Can't grasp how it can be proved. To proof just propositional calculus formula (without modal operators) at first seems rather natural to me. Tried the law of importation scheme but it didn't work out.

There are a lot of axiom schemata allowed (link below) + K + Necessitation + MP + Substituition

It does not really matter what Hilbert-style calculus to use.

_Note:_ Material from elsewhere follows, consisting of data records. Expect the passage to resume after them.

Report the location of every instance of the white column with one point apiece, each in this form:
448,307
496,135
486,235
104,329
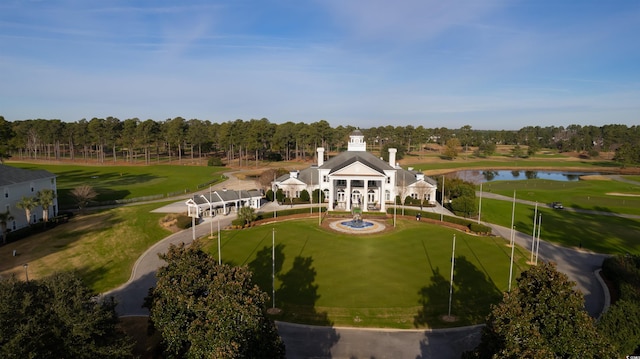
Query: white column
383,202
365,201
331,197
348,196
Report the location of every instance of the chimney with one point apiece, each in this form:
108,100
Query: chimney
320,156
392,157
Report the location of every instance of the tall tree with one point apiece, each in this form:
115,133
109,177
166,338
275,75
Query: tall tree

The only two requirements:

a) no assumptions

b) no premises

set of axioms is on a p.13 http://books.google.ru/books?id=XNzzliL2cBgC&pg=PA23&lpg=PA23&dq=a+new+introduction+to+modal+logic+axioms&source=bl&ots=hOuN2jTOra&sig=dMGzFI6ZFf2RJa7GLLDNio9aM2E&hl=ru&sa=X&ei=-2y2U7n_KNOO4gSlmoGACA&ved=0CE0Q6AEwBQ#v=onepage&q=a%20new%20introduction%20to%20modal%20logic%20axioms&f=true

Answer 1

This answer address the "unsolved" problem regarding the proof of the "propositional part" of the question, using an Hilbert-style proof system (with Natural Deduction, the proof is quite easy, and has been already provided).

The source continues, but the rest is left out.